Bonyamin juga menduga terkait dengan perusahaan yang melakukan impor limbah B3 ke Kepri, patut diduga ada perusahaan-perusahaan tertentu yang impornya itu berasal dari jalur yang tidak perlu di chek.
“Mestinya nanti saya akan minta instansi yang berwenang untuk mencabut izin fasilitas istilah nya jalur hijau atau jalur apa yang tidak perlu di chek isi barangnya,” ujar Bonyamin.
Sesuai temuan yang dikemukakan oleh Boyamin Saiman iya mengatakan bahwa limbah Fuel Oil tersebut ditimbun daerah lubang bekas pertambang diwilayah Kepulauan Riau.
Tidak hanya itu, seharusnya jika dokumen mereka (kapal penyeludup) lengkap dengan adanya perlayaran ini negara seharusnya diuntungakan sebanyak 1 milyar rupiah perkapal dengan PNBP (Pendapatan Negara Bukan Pajak) tetapi kenyataanya negara hanya mendapatkan sanksi adminisrasi yang hanya Rp 30 juta rupiah.
“Kami menduga Limbah Fuel Oil ini ditimbun daerah lubang bekas pertambangan diwilayah Kepri, ini kan sangat berbahaya,”katanya.
“Tidak hanya ditimbun di wilayah bekas pertambangan, dengan adanya temuan ini seharusnya negara bisa diuntungkan sebanyak 1 milyar rupiah perkapal.

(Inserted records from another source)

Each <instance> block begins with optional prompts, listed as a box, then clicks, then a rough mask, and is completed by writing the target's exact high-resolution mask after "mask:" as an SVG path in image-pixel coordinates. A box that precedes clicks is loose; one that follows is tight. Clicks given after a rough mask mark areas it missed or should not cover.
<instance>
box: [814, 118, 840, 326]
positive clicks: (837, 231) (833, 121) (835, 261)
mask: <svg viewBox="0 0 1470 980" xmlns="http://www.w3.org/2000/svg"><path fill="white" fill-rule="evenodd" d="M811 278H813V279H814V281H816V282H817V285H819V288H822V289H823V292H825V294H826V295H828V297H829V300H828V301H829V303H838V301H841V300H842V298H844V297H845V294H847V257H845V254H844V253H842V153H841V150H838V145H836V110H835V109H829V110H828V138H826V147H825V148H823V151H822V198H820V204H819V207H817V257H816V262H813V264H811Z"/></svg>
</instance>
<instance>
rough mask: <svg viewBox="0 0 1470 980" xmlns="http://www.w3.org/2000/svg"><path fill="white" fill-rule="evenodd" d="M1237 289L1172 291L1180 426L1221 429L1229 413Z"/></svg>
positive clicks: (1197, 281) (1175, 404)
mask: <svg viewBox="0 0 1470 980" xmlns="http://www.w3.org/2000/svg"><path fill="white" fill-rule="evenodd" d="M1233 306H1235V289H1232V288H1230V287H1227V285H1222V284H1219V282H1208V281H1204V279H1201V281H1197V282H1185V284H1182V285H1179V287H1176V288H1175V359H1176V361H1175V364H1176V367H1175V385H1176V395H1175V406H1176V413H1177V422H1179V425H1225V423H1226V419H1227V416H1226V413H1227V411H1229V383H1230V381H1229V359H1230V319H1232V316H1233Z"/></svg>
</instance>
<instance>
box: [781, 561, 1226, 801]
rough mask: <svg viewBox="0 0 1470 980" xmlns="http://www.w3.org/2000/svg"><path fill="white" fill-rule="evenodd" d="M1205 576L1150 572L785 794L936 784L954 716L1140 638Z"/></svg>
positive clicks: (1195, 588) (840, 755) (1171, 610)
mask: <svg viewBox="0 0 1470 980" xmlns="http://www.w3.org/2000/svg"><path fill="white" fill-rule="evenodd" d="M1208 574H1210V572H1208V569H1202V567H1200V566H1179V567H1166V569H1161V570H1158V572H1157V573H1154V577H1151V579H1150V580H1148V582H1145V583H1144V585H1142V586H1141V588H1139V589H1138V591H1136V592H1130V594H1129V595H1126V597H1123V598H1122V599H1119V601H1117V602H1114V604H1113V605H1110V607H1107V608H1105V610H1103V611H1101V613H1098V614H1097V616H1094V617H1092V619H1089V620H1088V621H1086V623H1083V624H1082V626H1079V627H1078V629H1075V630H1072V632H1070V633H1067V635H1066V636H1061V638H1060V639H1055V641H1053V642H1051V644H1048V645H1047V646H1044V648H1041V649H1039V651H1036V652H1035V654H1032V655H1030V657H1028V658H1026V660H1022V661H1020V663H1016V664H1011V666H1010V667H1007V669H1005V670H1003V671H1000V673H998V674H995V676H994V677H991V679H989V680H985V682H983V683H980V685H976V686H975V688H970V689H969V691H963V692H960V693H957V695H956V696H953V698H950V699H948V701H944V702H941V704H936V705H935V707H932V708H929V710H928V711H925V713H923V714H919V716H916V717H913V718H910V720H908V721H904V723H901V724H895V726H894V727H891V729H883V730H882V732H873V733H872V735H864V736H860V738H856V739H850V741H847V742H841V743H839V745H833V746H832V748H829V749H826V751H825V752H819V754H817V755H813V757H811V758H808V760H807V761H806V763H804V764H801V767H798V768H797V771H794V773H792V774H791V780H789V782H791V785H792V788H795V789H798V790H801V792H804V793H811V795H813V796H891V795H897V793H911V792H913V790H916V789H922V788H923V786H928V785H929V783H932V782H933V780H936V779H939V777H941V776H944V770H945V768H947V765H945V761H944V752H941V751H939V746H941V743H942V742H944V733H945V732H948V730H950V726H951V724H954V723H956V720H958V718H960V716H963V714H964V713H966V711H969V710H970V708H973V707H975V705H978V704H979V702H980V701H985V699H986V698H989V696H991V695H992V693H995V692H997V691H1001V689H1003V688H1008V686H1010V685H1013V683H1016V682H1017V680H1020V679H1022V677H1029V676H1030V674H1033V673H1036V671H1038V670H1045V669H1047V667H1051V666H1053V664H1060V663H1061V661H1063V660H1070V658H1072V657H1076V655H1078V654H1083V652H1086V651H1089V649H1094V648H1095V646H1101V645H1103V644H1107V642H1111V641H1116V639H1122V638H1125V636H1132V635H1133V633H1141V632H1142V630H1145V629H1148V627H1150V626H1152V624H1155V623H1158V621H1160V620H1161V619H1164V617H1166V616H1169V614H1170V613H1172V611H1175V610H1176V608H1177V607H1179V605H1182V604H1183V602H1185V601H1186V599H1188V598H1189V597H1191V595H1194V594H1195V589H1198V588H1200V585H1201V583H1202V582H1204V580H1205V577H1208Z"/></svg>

Tetapi nyatanya tidak, negara hanya mendapatkan berupa uang sanksi administrasi yang hanya jutaan rupiah, Ini sangat merugikan negara,” ungkap Boyamin Saiman kembali.
Bonyamin menegaskan, terkait dengan hal ini banyak hal yang mestinya bisa dilakukan penindakan hukum mulai dari pelayaran ilegal, terus kemudian dugaan limbah beracun dan juga hilang nya pendapatan negara dari sisi PNBP. (hj)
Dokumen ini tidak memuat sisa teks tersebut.